The subway is like the bloodstream of the city. It runs every day and night without stopping, its routes like great loops connecting every part of its massive sprawl. They shifted it to completely automatic maintenance and control centuries ago, so every train could run perfectly without the need for human oversight. If you were to peel back the ground, you'd find electric pulses of light streaming across the city limits, firing like neurons as they burrowed through the mechanical underbelly of the organism.

If you see a suspicious package or activity on the platform or train, report it immediately!

The city is called the greatest in the world. If you look at it from the sky, its pillars reach like the claws of titans from down below the earth. In old pictures, the dazzling lights twinkle with life, scattered galaxies in a starfield of concrete and steel. It is home to hundreds of millions of people. It breathes and morphs and moves. The city is everything. The city is the entire world.

But it's here on the subway, on your long silent rides, that you feel like you know the city best. Nobody's ever with you on the plastic blue seats, standing by the aluminum handrails. It's you in the mile-long carriage of dozens of train cars, meant to hold thousands of people. But you try to surround yourself with the city, try to make its weakening, dying pulse match your heartbeat, try to savor what of it is left.

The only company you have is the automated announcer voice - a script so long you counted it a year until it started looping over, filled with the tinny, cheerful jingle of so many companies with their own special messages, half of which have gone bankrupt and gone away - and the little banners on the top of the train car, all peeling off and revealing the layers of paper covered up underneath. At some point they stopped replacing them.

Ladies and gentlemen, please move all the way to the middle of the train.

In fact, at some point the city stopped replacing itself. A cursory walk along the entertainment district, once the foremost in the galaxy, would reveal the messy guts of pipes and wires sticking out from the ground and walls, radon signs that once glowed bright falling away in the darkness, old convenience stores boarded up with debris scattered on the front plaza.

They didn't realize that a city needs its people to remember it, to take it in, to live within it.

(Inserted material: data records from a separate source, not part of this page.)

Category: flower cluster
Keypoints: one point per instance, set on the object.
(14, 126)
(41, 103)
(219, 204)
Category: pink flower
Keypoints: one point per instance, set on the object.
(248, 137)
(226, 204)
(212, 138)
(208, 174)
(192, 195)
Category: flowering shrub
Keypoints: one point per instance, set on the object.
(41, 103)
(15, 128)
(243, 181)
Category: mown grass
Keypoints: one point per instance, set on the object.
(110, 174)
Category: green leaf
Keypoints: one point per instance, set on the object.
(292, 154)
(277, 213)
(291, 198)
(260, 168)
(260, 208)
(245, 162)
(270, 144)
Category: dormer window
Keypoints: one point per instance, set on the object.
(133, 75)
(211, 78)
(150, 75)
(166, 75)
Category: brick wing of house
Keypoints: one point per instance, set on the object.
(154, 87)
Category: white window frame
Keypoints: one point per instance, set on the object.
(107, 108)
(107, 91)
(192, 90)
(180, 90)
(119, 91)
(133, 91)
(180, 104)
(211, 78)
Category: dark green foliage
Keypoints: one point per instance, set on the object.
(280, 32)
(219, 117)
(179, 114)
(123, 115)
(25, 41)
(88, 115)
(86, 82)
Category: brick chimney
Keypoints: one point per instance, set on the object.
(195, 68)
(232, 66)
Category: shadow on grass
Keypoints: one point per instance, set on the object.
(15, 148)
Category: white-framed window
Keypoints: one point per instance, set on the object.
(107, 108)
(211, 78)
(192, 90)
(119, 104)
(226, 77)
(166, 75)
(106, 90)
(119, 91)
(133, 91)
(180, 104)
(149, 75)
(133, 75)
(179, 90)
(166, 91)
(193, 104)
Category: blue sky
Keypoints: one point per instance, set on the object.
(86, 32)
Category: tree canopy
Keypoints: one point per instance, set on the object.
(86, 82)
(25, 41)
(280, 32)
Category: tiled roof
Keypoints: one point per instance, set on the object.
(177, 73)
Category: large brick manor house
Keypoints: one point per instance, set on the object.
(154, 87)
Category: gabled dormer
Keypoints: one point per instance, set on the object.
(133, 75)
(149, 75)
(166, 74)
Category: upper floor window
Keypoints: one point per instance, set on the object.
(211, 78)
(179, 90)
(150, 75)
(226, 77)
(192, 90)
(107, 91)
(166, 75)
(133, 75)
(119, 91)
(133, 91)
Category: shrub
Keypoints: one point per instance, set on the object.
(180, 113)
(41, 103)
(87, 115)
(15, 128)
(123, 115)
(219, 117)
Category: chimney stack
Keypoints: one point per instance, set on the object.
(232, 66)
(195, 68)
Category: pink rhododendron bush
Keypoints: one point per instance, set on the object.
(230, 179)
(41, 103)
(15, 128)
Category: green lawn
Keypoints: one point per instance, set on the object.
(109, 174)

Without it, all that's left are old bones, and a system running itself over and over and over again until somewhere in the line the machine breaks, bit by bit, and are replaced by overgrowth. Maybe the people will fade away too.

If you have any questions or concerns about your customer experience, contact the main offices.

You emerge from your little cocoon of light to the soft glow of streetlamps painting the worn street surfaces. The sky is starless. The buildings are like the feet of looming gods long since mummified, a quiet veil gently cast from above. As you pass under the streetlamps, they flicker, and fizzle, and burn out.

You reach home as sun rises, and the city begins to move again. Sooner or later, you think, there won't be any more city left. Just a backdrop, just a haze of fog where people move from one place to another and back again, never looking up at how strange and beautiful the sky is. You never realized how big it was until you checked.

And the subway drives further and further, rumbling the ground beneath the endless night. And the city is a rough sleeper, all people that walk among its structures by day while living through uneasy dreams by darkness, never waiting to be seen, never waiting to be remembered. And the people turn into urban ghosts haunting a fading crystalline microcosm of reality, making careful to leave no trace or imprint until they bleed back down into the city's metal veins.

You have arrived at your final destination.